За столом дед произнес тост в честь адмирала Дьюи, героя битвы в Манильском заливе.

– Ты же американец, – удивился кто-то.

– Да, я правильный, добропорядочный американец, – ответил дед. – Но не люблю, когда убивают людей. Снимайте форму, идите работать!

Валентин Нитинг – так звали моего деда – пользовался всеобщей любовью и уважением. Он прожил десять лет в Лондоне, стал швейных дел мастером, приобрел безукоризненное английское произношение и всегда с теплотой отзывался об англичанах. Он говорил, что они цивилизованные люди. До конца дней он сохранил безупречно английские манеры.
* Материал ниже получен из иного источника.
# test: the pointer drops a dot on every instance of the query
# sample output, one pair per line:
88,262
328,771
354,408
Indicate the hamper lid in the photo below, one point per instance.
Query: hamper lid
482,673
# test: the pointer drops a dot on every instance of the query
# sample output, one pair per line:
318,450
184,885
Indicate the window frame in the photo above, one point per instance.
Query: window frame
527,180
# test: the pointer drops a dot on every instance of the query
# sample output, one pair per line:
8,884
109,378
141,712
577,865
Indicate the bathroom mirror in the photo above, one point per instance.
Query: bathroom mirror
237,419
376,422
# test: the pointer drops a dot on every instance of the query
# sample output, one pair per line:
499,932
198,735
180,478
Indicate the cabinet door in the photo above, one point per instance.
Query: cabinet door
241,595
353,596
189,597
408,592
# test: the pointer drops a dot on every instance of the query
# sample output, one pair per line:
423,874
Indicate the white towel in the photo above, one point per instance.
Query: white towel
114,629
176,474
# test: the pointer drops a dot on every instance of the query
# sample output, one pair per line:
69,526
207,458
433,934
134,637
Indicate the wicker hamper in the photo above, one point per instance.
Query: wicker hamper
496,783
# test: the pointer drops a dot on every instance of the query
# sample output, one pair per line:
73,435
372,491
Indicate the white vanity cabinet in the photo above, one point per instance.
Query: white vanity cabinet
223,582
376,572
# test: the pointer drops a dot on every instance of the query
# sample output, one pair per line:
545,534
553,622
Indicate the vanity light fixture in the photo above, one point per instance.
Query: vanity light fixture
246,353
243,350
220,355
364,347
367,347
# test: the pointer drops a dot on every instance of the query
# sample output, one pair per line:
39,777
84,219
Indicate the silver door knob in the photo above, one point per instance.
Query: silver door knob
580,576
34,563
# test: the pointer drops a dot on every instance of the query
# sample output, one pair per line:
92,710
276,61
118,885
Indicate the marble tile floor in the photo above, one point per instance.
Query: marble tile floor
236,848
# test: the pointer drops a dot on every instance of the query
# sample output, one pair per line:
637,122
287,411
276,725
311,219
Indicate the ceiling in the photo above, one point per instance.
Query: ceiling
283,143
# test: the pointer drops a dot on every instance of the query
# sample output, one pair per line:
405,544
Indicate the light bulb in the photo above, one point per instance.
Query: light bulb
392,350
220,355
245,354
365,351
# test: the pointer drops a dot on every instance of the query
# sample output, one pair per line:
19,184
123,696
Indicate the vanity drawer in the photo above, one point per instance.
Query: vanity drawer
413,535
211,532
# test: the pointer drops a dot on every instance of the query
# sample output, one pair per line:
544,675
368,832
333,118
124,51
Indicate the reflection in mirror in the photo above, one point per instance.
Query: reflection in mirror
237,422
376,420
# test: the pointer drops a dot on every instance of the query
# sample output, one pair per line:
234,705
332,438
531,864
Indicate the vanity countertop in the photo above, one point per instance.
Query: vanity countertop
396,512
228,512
Его ближайшим другом был некто Кроу, тощий рыжий англичанин родом из Бирмингема. Дед познакомился с ним на Второй авеню, в салуне, принадлежащем моему дяде Полу. В нашей семье Кроу недолюбливали. Дело в том, что он принадлежал к социалистам. Он вечно произносил речи, и притом зажигательные. Дед, памятуя о днях далекого сорок восьмого года, внимал им с энтузиазмом. Он тоже был против «хозяев». И разумеется, против военных. Думая об этом времени, я не перестаю удивляться, что уже тогда одно только слово «социализм» наводило на всех панический ужас. Никто из моих домочадцев не стал бы иметь дело с человеком, объявившим себя социалистом; лучше бы уж тот открыто признал себя католиком или евреем. Америка была свободной страной, здесь каждому давался шанс, и, следовательно, долгом каждого здесь было выбиться в люди и разбогатеть. Мой отец, ненавидевший своего хозяина – «проклятого англичанина», как он называл его, – вскоре сам стал владельцем ателье. Дед вынужден был наняться к нему на работу. Но не утратил обостренного чувства собственного достоинства, целеустремленности и уверенности в себе – качеств, всегда заметно возвышавших его над отцом. Вскоре портняжные мастерские начали разоряться, и их владельцы вынуждены были объединиться, дабы совсем не обеднеть: совместно покрывать убытки, сохраняя места хотя бы для небольшого числа работников. Заработки закройщиков, мастеров по пошиву верхней одежды, брючников продолжали расти, подчас превышая в недельном расчете долю владельцев. В конце концов – таков был последний акт драмы – эти рабочие, все как один иностранцы, к которым вокруг относились свысока, хотя порой и не без зависти, одалживали своему хозяину деньги, чтобы дело не рухнуло окончательно. Не исключено, что во всем этом сказалось пагубное влияние социалистических доктрин, рьяно пропагандируемых типами вроде Кроу. А может, и нет. Может быть, в самом феномене быстрого обогащения – несмотря на внешнюю его привлекательность, пленившую моих юных сверстников, – заложено нечто разрушительное.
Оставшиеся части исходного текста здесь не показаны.